Patologia aviare

CLOSTRIDIOSI

Clostrium perfringens (CP) lo si può trovare sul suolo, nell’aria e nell’intestino dell’uomo e degli animali,

appartiene al loro microbiota/microbioma.

Tossine

Tossina α (gene cpa o plc): ha due attività enzimatiche quella da fosfolipasi C o sfingomielinasi; determina

la contrazione dell’ileo e dell’aorta; c’è una riduzione flusso sanguigno, i muscoli scheletrici possono andare

incontro a trombosi; c’è la distruzione membrana cellulare (citolisi); inibisce la differenziazione dei

neutrofili e determina emolisi.

Tossina netB: Struttura polimerica, costituita da sette unità polipeptidiche disposte in modo da formare un

poro sulla membrana citoplasmatica di cellule target, è causa dell’enterite necrotica.

B-pore-forming toxins, che a sua volta si divide in:

• Cholesterol-dependent cytolysins che determina mionecrosi, gangrena nell’uomo e negli animali

• Heptameric b-pore-forming toxins: ha Diverse cellule target, responsabili di specifiche malattie,

principalmente intestinali

TpeL Toxin dei Cl. perfringens tipo A, B, C, G, contribuisce alla patogenesi dell’enterite necrotica, ma

determina delle lesioni macroscopiche più severe, ha un’azione citotossica su monostrati di cellule.

Perfrina determina una riduzione numerica dei ceppi non virulenti.

Enterite necrotica nelle specie avicole

Si hanno dei casi in tutte le Nazioni aventi un settore zootecnico avicolo industriale

In Italia il 27% dei broiler e il 93% delle ovaiole presenta le lesioni).
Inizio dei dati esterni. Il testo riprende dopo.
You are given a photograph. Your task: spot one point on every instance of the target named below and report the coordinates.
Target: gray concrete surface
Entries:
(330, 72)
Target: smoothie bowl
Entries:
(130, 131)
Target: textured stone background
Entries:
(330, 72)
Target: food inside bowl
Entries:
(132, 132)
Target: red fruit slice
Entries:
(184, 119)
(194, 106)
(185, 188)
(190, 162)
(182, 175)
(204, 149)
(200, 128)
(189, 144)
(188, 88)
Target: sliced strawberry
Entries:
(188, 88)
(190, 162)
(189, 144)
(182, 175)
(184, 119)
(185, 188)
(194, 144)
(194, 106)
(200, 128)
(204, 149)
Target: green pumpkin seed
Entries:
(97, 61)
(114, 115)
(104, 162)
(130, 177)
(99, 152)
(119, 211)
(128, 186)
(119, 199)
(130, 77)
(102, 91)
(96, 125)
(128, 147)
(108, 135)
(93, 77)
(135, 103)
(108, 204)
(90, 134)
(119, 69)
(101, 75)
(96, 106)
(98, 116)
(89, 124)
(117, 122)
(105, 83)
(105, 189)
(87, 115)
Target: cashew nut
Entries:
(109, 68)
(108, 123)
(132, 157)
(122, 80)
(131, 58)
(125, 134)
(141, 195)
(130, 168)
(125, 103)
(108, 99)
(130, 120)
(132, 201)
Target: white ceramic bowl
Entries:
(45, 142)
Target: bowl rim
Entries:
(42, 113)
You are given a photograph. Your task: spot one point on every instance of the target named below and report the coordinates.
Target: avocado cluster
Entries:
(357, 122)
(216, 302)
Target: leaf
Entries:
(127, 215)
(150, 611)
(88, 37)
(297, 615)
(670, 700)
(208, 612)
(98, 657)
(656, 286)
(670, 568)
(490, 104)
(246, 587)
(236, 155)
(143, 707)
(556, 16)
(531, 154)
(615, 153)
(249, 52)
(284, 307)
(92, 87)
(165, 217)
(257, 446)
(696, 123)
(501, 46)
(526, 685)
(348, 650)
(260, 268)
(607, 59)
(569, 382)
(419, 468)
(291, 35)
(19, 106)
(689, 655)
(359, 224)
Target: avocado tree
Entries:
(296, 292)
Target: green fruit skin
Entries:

C’è stato un focolaio di malattia

verificatosi nel 2013 in due allevamenti di galline ovaiole. Possono ammalarsi anche i tacchini da carne.

Sembrano essere presenti due forme patologiche distinte:

• Enterite necrotica: la più diffusa, meglio descritta e generalmente subclinica; probabile associazione

con ceppi NetB positivi (tipo G)

• Enterite necrotico-emorragica: forme cliniche più gravi, comparsa improvvisa; spesso associate a

ceppi non produttori di NetB (tipo A), ma non definitivamente confermata

Trattamento e controllo

I vaccini sono ancora in fase sperimentale, sono stati elaborati diversi tossoidi:

• tossoide alpha con efficacia limitata

• tossoidi di altre molecole minori ottenuti dal surnatante di colture pure, più promettenti

• tossoide NetB: riduzione forme cliniche e lesioni

• NetB ricombinante: più efficace se combinata con altri tossoidi

La via di inoculazione sarebbe intramuscolare, che però risulta poco praticabile in azienda con tanti

animali.

Vengono impiegati dei probiotici come: bacillus, batteri lattici, Bifidobacteria, Enterococcus, lieviti.

LARINGOTRACHEITE INFETTIVA

Si tratta di una malattia respiratoria, molto incidente negli allevamenti (particolarmente impattante negli

allevamenti di ovaiole), ma viene comunque ben gestita, anche perchè è una patologia circolante. È una

malattia denunciabile.

Le malattie respiratorie possono essere distinte in:

• Superficiali: corizza, laringotracheite.

• Profonde (polmoni e sacchi aerei): micoplasmosi, colibacillosi, bronchite infettiva, pseudopeste.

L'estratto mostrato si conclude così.